The possibility of a Chinese origin is mentioned on the Xiangqi page.


George Duke wrote on Sat, Feb 5, 2011 04:51 PM UTC:
At Goddesschess John Ayer rejects also the received genealogy, 
http://www.goddesschess.com/chessays/johnayer.html.
Http://www.goddesschess.com/chessays/chessaystoc.html, afore index of many historical chess articles.
___________And another specific one of those from their Goddesschess history index:
http://www.goddesschess.com/chessays/needham1.html.
________________The Silk Road: 
http://www.goddesschess.com/chessays/remus.html.

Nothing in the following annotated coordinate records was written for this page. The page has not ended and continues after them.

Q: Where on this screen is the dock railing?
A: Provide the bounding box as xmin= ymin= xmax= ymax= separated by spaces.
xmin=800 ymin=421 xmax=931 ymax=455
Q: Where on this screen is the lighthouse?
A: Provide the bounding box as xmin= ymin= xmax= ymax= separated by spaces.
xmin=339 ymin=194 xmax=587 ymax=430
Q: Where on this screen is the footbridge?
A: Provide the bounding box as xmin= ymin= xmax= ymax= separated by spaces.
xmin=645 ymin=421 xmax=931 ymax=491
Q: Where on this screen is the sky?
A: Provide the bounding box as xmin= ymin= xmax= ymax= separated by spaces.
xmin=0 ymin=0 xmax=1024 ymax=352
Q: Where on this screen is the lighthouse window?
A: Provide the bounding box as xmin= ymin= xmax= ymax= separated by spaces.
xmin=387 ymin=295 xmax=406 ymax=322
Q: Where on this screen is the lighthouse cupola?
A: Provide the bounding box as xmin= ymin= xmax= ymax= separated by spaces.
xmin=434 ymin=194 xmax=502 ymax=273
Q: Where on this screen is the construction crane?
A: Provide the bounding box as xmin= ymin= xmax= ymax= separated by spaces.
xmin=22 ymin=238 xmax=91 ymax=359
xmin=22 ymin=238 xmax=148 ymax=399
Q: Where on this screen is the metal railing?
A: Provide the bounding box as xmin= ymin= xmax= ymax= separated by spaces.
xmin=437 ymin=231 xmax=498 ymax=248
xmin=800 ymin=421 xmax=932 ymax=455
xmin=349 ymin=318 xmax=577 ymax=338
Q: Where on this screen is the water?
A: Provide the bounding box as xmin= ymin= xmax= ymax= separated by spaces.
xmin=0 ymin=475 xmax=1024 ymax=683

John Ayer wrote on Sat, Feb 5, 2011 07:45 PM UTC:
Jason L. asks, 'But what if there are historical documents or artifacts in China that suggest that Xiangqi has been around since 2nd century B.C.? What if the similarities between the early Indian version and Xiangqi were the result of influence from the other way around?

Are there any such documents? Last fall someone argued in the English Wikipedia that Chinese chess is the earliest and original version, but the only substantial source offered was a Chinese document at http://ent.veryeast.cn/ent/26/2006-4/23/0642309574393496.htm . Can you translate this for us?

Prof. David Li stated that Xiangqi was invented about 200 B.C., but in the first section of his book, in which he described this invention, he adduced not a single source of any type.

'Just because European scholars had no access to Chinese documents but did with Indian archives, that does not mean it can be assumed that the first game was from India. It seems since China was not a part of the British empire, then its archives can be ignored and only regions of the world which are a part of Britain's sphere of influence can be deemed as inventing anything.' Britain was heavily involved in China in the nineteenth century, and quite influential, and British savants could probably have gotten access to Chinese documents. We are aware that China invented many things, including gunpowder and rockets.

'How come no Westerner or scientist has noticed the similarities between Weiqi and Xiangqi?' I don't know about Weiqi, but Gerhard Josten, of the Initiative Group Koenigstein, argued in his essay 'Chess--A Living Fossil' that the ancient Chinese pastime of Liubo was one of the ingredients that went into chaturanga.

'Also if one assumes it went from India to China, it is unlikely that pieces would become more restricted. This is a misnomer.' A misnomer is an inaccurate name. Probably 'This is a fallacy' was meant.

'So when the Chinese come forward with so called records, they are refuted by European chess historians as being inaccurate!' What records?


(zzo38) A. Black wrote on Sat, Feb 5, 2011 09:15 PM UTC:

To John Ayer: Weiqi is the Chinese name for Go. The similarities are that players take turns and that there is no chance or hidden information involved.

There is also possibility that both of these games have been invented independently, or that they both took ideas from an earlier game (which might be a Chinese game). But I don't know these things, and I am not Chinese or Indian.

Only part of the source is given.